Most Swiss banks have not yet taken an active interest in data-driven banking. This is despite the fact that the potential of data analytics and artificial intelligence in banking is demonstrably recognized by industry experts in Switzerland, as shown by existing surveys on the subject. However, in order for Switzerland to remain competitive and one of the world’s leading financial centers in the future, the industry must continuously and dynamically adapt its business models to changing conditions. The most important drivers for data-driven banking are technological and regulatory factors. Specific use cases for the various levers to improve business performance (i.e. minimizing costs, reducing risks or increasing turnover (Fig. 1)) can be derived from these.
Technological drivers push banks towards a data-driven future
Technology is, obviously, the key driver for data-based banking. The drivers that are considered particularly relevant for the Swiss financial industry enable flexible scaling, a standardized and thus efficient form of interaction between different providers, and the latest methodological approaches. The fundamental resource of all three technological drivers is data, on the basis of which financial institutions can create added value for themselves and their customers. The data available to Swiss banks can be divided into three main types: Master data (including customer data and socioeconomic data), transaction data (e.g. payments, trades) and behavioral data (e.g. interactions across different channels). The challenge often lies in setting up a suitable IT infrastructure and a data management system that collects and stores data using appropriately large computing power from various (internal) sources. The leap in technical possibilities brought about by AI research has led to a host of new innovations and business cases. The main factors driving this process are innovations in deep learning, a rapidly growing amount of available data and access to relatively cheap computing power (e.g. via cloud computing). In Switzerland, many banks are already using AI in one or more business cases. In addition, a growing number of Swiss fintechs are also using AI.
Regulatory aspects are not an impediment
The regulatory framework of the Swiss financial sector comprises various federal laws and implementing regulations. The two most important provisions are:
Data governance: The potential value of data sharing must be weighed against the implications in terms of data protection, data security and control over competitive data.

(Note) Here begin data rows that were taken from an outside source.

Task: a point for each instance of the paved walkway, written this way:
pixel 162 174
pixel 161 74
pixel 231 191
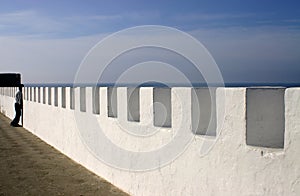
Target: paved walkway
pixel 28 166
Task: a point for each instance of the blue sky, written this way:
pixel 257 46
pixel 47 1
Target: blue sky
pixel 251 41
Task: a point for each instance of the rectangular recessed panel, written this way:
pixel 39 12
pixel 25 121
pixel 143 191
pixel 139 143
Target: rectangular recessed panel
pixel 204 111
pixel 55 96
pixel 96 101
pixel 133 104
pixel 265 117
pixel 82 99
pixel 112 102
pixel 63 97
pixel 162 107
pixel 72 98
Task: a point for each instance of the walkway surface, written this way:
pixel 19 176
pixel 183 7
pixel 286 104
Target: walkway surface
pixel 29 166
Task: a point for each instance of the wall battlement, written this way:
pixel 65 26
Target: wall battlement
pixel 254 132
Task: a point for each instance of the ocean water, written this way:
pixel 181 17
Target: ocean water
pixel 156 84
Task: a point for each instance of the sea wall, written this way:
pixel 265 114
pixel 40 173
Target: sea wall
pixel 253 135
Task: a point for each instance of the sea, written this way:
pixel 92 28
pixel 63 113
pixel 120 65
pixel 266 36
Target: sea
pixel 163 85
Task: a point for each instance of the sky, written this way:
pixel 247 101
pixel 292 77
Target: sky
pixel 251 41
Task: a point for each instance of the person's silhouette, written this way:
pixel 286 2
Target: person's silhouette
pixel 18 108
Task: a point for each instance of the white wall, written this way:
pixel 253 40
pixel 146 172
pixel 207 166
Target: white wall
pixel 231 167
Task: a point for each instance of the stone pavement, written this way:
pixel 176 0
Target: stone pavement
pixel 29 166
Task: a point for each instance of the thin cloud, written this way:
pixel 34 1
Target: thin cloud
pixel 29 22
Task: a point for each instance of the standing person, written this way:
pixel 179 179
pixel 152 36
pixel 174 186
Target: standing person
pixel 18 108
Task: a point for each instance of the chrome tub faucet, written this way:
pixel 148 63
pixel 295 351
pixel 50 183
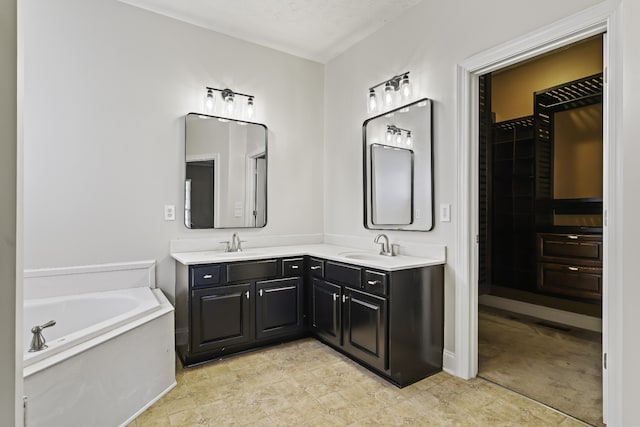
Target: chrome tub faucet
pixel 38 341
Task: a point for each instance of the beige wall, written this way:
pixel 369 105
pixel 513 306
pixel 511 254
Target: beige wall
pixel 577 153
pixel 8 145
pixel 512 89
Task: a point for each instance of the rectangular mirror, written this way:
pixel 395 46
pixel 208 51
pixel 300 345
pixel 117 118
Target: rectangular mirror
pixel 225 173
pixel 398 179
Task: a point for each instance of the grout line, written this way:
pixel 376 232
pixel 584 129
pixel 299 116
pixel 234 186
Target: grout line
pixel 536 401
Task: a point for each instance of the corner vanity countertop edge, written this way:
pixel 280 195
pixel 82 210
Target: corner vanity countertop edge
pixel 331 252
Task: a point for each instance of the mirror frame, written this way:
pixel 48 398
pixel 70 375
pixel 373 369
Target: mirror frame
pixel 184 172
pixel 366 178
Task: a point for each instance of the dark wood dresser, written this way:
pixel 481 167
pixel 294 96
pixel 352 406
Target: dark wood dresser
pixel 570 264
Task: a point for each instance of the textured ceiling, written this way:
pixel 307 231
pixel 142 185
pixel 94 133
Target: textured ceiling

Technologies that improve data security enable the protection of sensitive data, can reduce concerns about data sharing and increase trust in institutions.
Regulatory compliance: Regardless of the type of cloud used by financial services providers (private, public or multi-cloud), the data hosting infrastructure and control framework must meet the regulatory requirements of the Swiss Financial Market Supervisory Authority FINMA. However, the existing provisions in Switzerland are not an impediment to the outsourcing of business processes (including data analysis or storage of data in the cloud, even abroad).
Therefore, from a regulatory point of view, the prerequisites for data-driven banking would be met for Swiss banks.
Huge potential in many banking areas
The application of data-driven banking can have a positive impact on the businessperformance of banks through three main levers. First, use cases such as automated customer onboarding or automated screening of potentially politically exposed persons can reduce costs for financial institutions. Second, business risks in banking can be minimized through data-driven insights (e.g. in the area of lending, through more accurate default forecasts). And thirdly, in addition to potential improvements on the cost and risk side, data-driven banking can also benefit the revenue side. Concrete applications such as recommendation systems can help financial institutions to increase their revenues through up- and cross-selling, higher conversion rates and less customer churn. But customers also benefit directly, for example through better personalization and customer experience, which in turn leads to higher customer satisfaction.
The road to data-driven banking
Due to the perceived high complexity and long implementation times of data-driven banking, smaller banks in particular shy away from exploiting its huge potential. However, the transformation can take place gradually, based on an organized approach that helps to continuously gather and apply experience. An approach to developing MVPs (Minimal Viable Products) in collaboration with specialized technology providers is particularly suitable when the necessary skills are not available internally (Fig. 2). In some use cases that add particular value for the bank, this can lead to initial results within just a few weeks, which in turn can serve as the basis for further developments on the road to data-driven banking. Banks should simplyventure to take the first step, because in Switzerland the necessary conditions – both technological and regulatory – are in place.
It’s all a matter of the right attitude
The technological and regulatory prerequisites for a transformation towards datadriven banking are in place in Switzerland. However, in order to successfully implement use cases, Swiss banks need to fundamentally change their attitude. The frequentlyprevailing compliance mentality, which in many cases prevents or at least slows down innovation, must make way for a technology- and data-friendly culture in order to be able to exploit the full potential of data-driven banking within the given legal framework.